Nişanlılık bambaşka bir duyguydu. Bazen pazar günleri kimseye görünmeden, bazen de akşamları iş çıkışında onu görmeye gidiyordum. Öyle ki konuşamasam da ona bakmak, gülümsemesini görmek yetiyordu. Bazen de kimsenin olmadığı zaman kayın anamdan izin alıp bir saat kadar görüşüyorduk, artık bir birimizi tanımaya çalışıyorduk. Bir pazar, baş başa konuşurken ortanca baldızım kapıda bekler, birisi gelecek olsa haber verirdi yine bekliyordu ki, kapıya vurup “Halil abim geldi” dedi, “eyvah yandık” dedi Hacer, ne yapalım dedi, sen önden çık ben sonra çıkarım dedim, maksadım ortamın nabzını ölçmekti. Bazen Kürt arkadaşlarım şaka yolluda olsa, “bizde nişanlıya gitmek olmaz! Ola ki gittin “leha leha” derlerse oradan kaç kurtul, yoksa dayağı yersin” derlerdi. Kapıyı dinledim ses seda yok bismillah deyip çıktım. Hacer mutfakta tabi, biraz endişeli, Halil kaynım salonda oturmuş annesiyle konuşuyor. Beni görünce gülümsedi “sende mi buradaydın dedi'” bende “evet yeni geldim” dedim.

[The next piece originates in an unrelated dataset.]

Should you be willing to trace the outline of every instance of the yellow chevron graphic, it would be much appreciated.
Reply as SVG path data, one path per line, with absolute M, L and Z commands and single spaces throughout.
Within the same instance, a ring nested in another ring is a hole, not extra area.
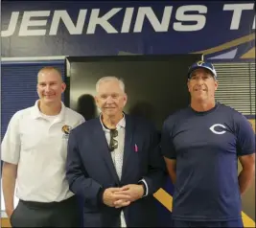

Eliyle işaret edip yanına oturdum. İlk defa baş başa oturuyorduk, uzun uzun sohbet ettik. Hiç de anlatıldığı gibi değilmiş, ciddi, samimi, hoş görülü güzel bir insan, artık daha da rahattım. Kışın sonlarıydı, bir amcaları Urfa’dan Osmaniye’ye gelmişti. Daha önce epey bir zaman Almanya’da işçi olarak kalmış, şimdi de kesin dönüş yapmış, onlara hoşgeldine gittiklerinde büyük kızlarını görüp istemeye karar verir. Durumu Halil’e açar ve gidip kızı birde Halil görür. Neticede isterler ve 25 bin lirada başlık keserler. Her ne kadar bizimki uzasa da Urfalı aileler hayır işini fazla uzatmazlar. 8 bin lira da ben verdim tabi, benimkide başlık parası olarak kaldı.12 bin üzerini de borçlanıp, başlık parasını verip, kızı alıp getirdiler. Sadece evlerinde en yakınlarıyla kına yakıp bir yemek verip düğünü bitirdiler.

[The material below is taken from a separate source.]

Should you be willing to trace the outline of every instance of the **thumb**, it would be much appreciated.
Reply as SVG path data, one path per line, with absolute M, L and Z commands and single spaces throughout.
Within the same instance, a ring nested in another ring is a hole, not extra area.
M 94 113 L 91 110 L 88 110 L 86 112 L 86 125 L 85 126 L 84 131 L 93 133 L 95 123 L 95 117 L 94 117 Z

İlkbahar gelmişti artık, Çukurova da pamuk çapalama zamanı gelmişti. Bunlarda borçlu olunca Kadirli’nin köylerine pamuk kazmasına gittiler. Yine yalnızdım. Son baharı iple çekiyordum o yıl havalar çok sıcaktı, bazen de şiddetli yağmurlar yağıyordu. Bir gün onlarla çalışan birisi geldi durumlarını sordum “iyiler çalışıyorlar” dedi, “ne zaman gideceksin” dedim, “yarın” dedi, “beni görmeden gitme” dedim. Çalıştığım yeri biliyorlardı, çalıştığım yerden biraz lokum, sucuk birazda çiklet sakız alıp paket yaptım, içine de bir mektup yazıp arka sayfasına da şu şiiri yazıp gönderdim.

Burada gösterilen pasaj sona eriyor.